The main concern is a measure announced by Public Works and Government Services last Friday as part of its updated "integrity regime": Any supplier can be suspended for up to 18 months just for being charged here or abroad of a range of offences, including bribery, money laundering and extortion. However, the government said it could alternatively impose an "administrative agreement" instead of a suspension, which would see a third-party monitor ensure the charged supplier is taking steps to fix the problem.
"This raises, among others, issues relating to the presumption of innocence," said Louis-Antoine Paquin, a spokesman for SNC-Lavalin Group Inc., the scandal-plagued Montreal engineering and construction firm charged in February by the RCMP with fraud and corruption over alleged acts while doing business in Libya. The company has denied the charges and said it will "vigorously defend" itself. "We'll have to see about the administrative agreements that the government refers to," Mr. Paquin added. "It will be important to see how [they] are managed to cope with this issue."
Philip Turi, general counsel with Canadian Manufacturers & Exporters, Canada's largest trade and industry association, said the new measure "is difficult because … in Canadian law there is generally a presumption of innocence until proven guilty. What a suspension does is it throws your status as a supplier in question, even though you may actually be innocent. That part will create some uncertainty" for industry.

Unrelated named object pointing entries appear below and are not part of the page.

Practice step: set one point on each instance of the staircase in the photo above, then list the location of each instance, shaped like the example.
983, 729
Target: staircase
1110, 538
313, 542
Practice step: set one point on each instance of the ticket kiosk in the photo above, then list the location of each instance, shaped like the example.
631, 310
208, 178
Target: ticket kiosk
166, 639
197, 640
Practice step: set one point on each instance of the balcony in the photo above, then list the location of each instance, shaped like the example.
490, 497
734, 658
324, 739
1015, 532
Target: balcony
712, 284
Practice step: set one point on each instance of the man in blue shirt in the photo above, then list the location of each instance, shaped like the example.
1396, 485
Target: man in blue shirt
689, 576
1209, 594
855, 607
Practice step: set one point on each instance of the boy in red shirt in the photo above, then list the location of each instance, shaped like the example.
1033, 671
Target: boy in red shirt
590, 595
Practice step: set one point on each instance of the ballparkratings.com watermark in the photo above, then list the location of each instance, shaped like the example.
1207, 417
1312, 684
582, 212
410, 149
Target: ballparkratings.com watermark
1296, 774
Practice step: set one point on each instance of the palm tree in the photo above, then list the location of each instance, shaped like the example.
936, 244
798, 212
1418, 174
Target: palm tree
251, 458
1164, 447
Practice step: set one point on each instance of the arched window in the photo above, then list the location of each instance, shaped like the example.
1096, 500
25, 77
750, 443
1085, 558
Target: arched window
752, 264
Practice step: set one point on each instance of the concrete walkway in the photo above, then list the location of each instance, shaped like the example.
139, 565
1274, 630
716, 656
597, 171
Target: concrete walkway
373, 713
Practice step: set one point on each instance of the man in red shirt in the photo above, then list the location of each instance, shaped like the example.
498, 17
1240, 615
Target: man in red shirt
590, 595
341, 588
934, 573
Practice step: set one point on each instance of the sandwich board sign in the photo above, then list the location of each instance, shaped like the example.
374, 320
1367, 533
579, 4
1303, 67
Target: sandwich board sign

Under the government's new integrity rules, a supplier is barred from doing business with Public Works for 10 years if it or any board members have been convicted or discharged in the past three years for a range of corruption-related offences in Canada or abroad, including bribery, fraud, money laundering or extortion. However, the decade-long ban can be cut in half if the supplier shows it has taken action to co-operate with authorities and instituted remedial action. The government said the rules would soon be rolled out to other departments and agencies.
The penalty amounts to a retreat from integrity rules enacted just 16 months ago, in which any prior conviction against a supplier or any of its international affiliates would have earned a 10-year ban with no chance for a reprieve for good behaviour. That made Canada far stricter than the United States and Europe, where governments allow convicted companies to win reinstatement and reduce their disbarment for coming clean and taking remedial action. It also created the possibility that some major government contractors – including Hewlett-Packard Co., Siemens AG and SNC – would find themselves out of work in Ottawa for 10 years. The government has also allayed some concerns by saying the new regime "will be adopted on a go-forward basis and will not impact existing contracts" – including a recent deal with an SNC-led consortium to build and manage a replacement for Montreal's Champlain Bridge.
The new rules are softer but still make Canada tougher on corporate crime than other countries. Bennett Jones partners Milos Barutciski and Matthew Kronby said in a note that the revised policy "fails to make a clear distinction between punishment and deterrence of misconduct … and protecting the integrity of federal procurement and taxpayer dollars." They suggested criminal penalties and reputation damage would act as a deterrent, adding that a five-year ban from government contracts would have little deterring effect.
Dundee Capital Markets analyst Maxim Sytchev said in a note Monday that "the likelihood of debarment for SNC in Canada is a small probability especially when the federal government continues to award multibillion-dollar contracts to the company."